A Bigger Wall to Defend
Hackers are paying attention, and they’re matching today’s technology innovations with maddening creativity of their own. They’ve graduated from attacks designed to steal data to extortion hacks that lock people out of their data unless a ransom is paid. One of the most frightening advances that CodeBlue is also seeing is ‘Exploit as a Service’, if you’re a criminal with just $200 in your pocket and a little incentive to earn more, your startup cost is less than if you were to open up a coffee stand. So get ready, because current security reviews and surveys say attacks increased by 38% in 2015, and it is predicted they’ll continue to grow – in frequency, and in volume.
SMB’s in the Cross Hairs
The result of this is that SMB’s are increasingly being targeted, SMB’s are rich targets, and they are new targets. Today’s criminals often gain access into an SMB’s network as a means to find an entry point into another more lucrative network (often enterprises), and the SMB is the starting point for such an attack.
That’s a lot on the line
There is no single solution to ensure your organisations secure and protected from cyber security attacks. Your business needs to take a multi-faceted approach. Which raises the question… What is your organisation doing to block the threat of a breach?
The Current Threat Landscape
Cyber criminals know that businesses are working over-time to secure their environment against threats, which means cyber criminals are working just as hard to find new gaps to exploit. We mentioned earlier ‘Exploits Kits as a Service’ are one of the most frightening advances that we are seeing, but what are these exactly? Exploit kits as a Service is a relatively recent business model used by cyber criminals in which they create, manage and sell (or rent) their malicious code to anyone interested. Exploit kits do not require technical expertise and can be bought for as little as $200. ‘Blackhole’ is a great example of Exploit Kits as a Service, the author is one of the very few that has been caught. As such, we know that he had more than 1000 customers using his kit and was making over $50,000 per month in subscriptions. This is a person that never actually attacked a victim, but instead sold his malicious software to other cyber criminals to use.

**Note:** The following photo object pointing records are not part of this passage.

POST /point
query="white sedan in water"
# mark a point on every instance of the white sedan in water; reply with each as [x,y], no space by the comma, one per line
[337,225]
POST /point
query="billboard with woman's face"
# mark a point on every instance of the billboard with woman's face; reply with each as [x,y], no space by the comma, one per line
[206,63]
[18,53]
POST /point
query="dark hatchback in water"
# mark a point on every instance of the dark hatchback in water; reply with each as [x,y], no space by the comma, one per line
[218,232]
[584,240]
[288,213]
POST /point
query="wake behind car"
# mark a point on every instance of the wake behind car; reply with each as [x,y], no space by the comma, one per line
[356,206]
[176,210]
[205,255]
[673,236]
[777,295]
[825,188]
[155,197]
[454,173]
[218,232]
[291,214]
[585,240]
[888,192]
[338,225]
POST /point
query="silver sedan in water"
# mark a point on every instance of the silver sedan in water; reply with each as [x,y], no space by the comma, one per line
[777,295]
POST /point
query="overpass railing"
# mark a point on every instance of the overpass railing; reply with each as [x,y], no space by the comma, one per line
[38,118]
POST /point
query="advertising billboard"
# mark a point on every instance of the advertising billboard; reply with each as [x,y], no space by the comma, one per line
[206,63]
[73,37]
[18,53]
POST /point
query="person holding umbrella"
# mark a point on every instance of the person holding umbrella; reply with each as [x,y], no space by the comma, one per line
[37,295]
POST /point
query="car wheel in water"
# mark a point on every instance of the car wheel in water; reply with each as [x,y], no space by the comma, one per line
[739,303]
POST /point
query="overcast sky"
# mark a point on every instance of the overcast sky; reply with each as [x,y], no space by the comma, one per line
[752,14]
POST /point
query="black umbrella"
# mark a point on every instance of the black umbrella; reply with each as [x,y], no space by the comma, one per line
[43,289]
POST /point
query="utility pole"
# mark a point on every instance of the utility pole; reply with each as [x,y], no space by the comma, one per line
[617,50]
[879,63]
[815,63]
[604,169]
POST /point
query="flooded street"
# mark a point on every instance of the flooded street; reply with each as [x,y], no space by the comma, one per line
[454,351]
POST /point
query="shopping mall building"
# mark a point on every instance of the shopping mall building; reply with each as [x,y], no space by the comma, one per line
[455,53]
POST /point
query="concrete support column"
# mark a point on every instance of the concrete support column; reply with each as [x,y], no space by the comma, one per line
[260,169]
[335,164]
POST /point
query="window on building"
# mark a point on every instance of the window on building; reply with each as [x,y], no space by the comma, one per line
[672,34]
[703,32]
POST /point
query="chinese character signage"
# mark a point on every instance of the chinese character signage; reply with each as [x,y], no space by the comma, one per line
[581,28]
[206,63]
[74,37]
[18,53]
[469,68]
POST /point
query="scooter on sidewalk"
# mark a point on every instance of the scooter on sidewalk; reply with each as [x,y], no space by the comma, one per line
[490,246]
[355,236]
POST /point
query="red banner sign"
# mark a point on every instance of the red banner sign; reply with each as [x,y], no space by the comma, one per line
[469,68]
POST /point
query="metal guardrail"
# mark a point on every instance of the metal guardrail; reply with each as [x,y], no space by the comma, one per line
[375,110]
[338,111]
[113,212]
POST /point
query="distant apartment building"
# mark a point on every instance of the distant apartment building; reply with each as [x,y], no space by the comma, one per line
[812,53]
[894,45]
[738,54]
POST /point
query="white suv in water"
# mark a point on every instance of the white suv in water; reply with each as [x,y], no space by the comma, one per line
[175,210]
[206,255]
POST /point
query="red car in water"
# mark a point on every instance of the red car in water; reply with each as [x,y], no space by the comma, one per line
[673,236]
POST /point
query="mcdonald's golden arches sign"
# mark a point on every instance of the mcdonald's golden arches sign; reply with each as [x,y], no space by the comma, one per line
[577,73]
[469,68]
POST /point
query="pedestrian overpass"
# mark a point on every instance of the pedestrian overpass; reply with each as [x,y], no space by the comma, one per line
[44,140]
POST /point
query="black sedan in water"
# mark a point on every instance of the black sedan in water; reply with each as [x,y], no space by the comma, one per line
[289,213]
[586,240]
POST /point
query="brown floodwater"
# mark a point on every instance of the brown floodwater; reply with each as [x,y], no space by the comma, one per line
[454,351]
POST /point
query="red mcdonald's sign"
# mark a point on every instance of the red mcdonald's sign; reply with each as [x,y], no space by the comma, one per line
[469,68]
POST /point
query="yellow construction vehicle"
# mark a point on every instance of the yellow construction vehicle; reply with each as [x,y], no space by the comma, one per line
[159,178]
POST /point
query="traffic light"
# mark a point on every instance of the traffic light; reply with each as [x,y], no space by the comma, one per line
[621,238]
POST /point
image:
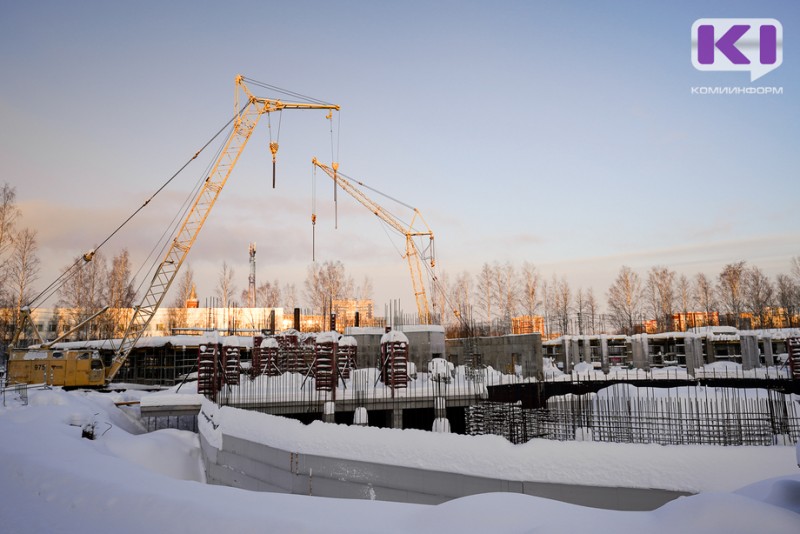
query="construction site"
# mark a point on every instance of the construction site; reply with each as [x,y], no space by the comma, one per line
[340,363]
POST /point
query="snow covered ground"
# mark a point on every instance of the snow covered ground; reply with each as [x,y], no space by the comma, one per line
[52,480]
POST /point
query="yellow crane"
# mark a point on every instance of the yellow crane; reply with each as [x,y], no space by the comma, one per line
[248,110]
[412,254]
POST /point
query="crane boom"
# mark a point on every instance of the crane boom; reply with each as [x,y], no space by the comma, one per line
[245,122]
[412,253]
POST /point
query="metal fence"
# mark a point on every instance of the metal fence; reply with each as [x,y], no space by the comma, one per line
[678,416]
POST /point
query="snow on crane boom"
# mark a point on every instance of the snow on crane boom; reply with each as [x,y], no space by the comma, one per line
[412,253]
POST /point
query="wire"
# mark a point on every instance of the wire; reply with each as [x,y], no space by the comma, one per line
[66,275]
[286,92]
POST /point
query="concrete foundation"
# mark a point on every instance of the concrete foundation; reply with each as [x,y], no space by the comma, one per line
[501,352]
[254,466]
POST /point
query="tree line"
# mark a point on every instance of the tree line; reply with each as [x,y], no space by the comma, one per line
[740,295]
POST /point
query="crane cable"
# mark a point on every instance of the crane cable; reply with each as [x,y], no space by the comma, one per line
[313,212]
[59,282]
[273,145]
[173,225]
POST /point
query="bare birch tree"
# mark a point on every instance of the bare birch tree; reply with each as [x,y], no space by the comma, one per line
[730,288]
[325,283]
[625,300]
[787,296]
[530,289]
[704,296]
[684,298]
[23,270]
[84,293]
[758,295]
[660,290]
[225,287]
[593,309]
[484,292]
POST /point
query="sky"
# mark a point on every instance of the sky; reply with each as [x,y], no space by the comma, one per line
[557,133]
[127,480]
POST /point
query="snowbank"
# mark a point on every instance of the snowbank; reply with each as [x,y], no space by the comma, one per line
[52,480]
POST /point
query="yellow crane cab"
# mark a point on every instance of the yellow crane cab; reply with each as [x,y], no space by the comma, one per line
[69,368]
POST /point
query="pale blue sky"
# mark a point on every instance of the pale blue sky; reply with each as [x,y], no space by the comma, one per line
[560,133]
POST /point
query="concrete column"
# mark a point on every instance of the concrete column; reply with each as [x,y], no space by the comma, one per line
[396,418]
[538,357]
[749,347]
[360,417]
[575,351]
[565,344]
[769,358]
[329,412]
[604,353]
[690,349]
[646,352]
[711,353]
[440,424]
[587,350]
[639,348]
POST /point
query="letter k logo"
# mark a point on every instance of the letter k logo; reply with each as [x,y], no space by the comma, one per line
[753,45]
[726,44]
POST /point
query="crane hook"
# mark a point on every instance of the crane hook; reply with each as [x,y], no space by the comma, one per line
[273,147]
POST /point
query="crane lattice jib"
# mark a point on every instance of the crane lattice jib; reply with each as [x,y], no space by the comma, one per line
[412,252]
[244,124]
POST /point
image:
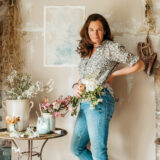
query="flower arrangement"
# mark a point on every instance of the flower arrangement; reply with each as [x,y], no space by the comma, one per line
[91,91]
[20,86]
[57,108]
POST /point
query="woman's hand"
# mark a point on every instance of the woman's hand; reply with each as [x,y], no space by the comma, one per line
[78,89]
[110,80]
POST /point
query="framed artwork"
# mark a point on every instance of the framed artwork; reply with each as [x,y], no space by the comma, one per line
[62,25]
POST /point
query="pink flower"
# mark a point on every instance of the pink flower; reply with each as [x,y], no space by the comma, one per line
[56,114]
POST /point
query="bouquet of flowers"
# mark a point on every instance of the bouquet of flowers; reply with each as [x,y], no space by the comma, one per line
[59,106]
[91,91]
[20,86]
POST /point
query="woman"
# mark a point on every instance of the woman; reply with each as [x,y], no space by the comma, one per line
[99,57]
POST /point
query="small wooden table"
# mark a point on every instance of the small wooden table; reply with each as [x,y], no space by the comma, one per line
[59,132]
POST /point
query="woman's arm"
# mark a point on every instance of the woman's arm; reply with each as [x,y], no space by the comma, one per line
[139,66]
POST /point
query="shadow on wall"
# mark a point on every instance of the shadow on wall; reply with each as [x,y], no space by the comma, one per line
[5,145]
[133,110]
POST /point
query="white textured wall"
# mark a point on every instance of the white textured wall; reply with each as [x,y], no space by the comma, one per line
[132,129]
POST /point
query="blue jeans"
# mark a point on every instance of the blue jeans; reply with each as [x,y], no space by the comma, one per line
[92,125]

Malware – what is this really?
Short for malicious software, malware is a broad term used to describe a variety of intrusive software. It may be silent, intending to steal data or spy on users without their knowledge, and passively record / obtain sensitive information e.g. passwords to bank accounts. Or it may be designed to cause harm, including sabotage and extortion such as the various forms of crytolocker that many businesses within New Zealand have experienced.
How can you protect yourself?
Given these challenges, what’s the solution? To ensure your organisations secure and protected from cyber security attacks. Your business needs to take a multi-faceted approach.
Signature based solutions such as firewalls and antivirus take care of known attacks. But what about the new ones that you can’t see coming? To handle these, organisations must move beyond local, reactive intelligence to predictive intelligence based on internet-wide visibility across all geographies and markets. Why? Because hackers use the internet to develop, stage and refine their attacks – and in doing so they leave behind traces like domain names and callbacks that can be analysed. CodeBlue’s Internet Protection Shield detects and contains advanced internet based attacks before they cause wide spread damage. This platform compliments your existing security measures by providing insight into the connections and relationships between networks on the Internet.
CodeBlue’s Internet Protection Shield compliments your existing security measures and stops malicious traffic before it even gets to you. Internet delivered threats are real and will only continue to grow in volume and complexity. Especially in today’s mobile world it is critical for businesses to stay secure when working outside the office. Security implemented at this level provides the power to uncover and block connections to malicious domains inside and outside your corporate network, providing security that moves with your employees.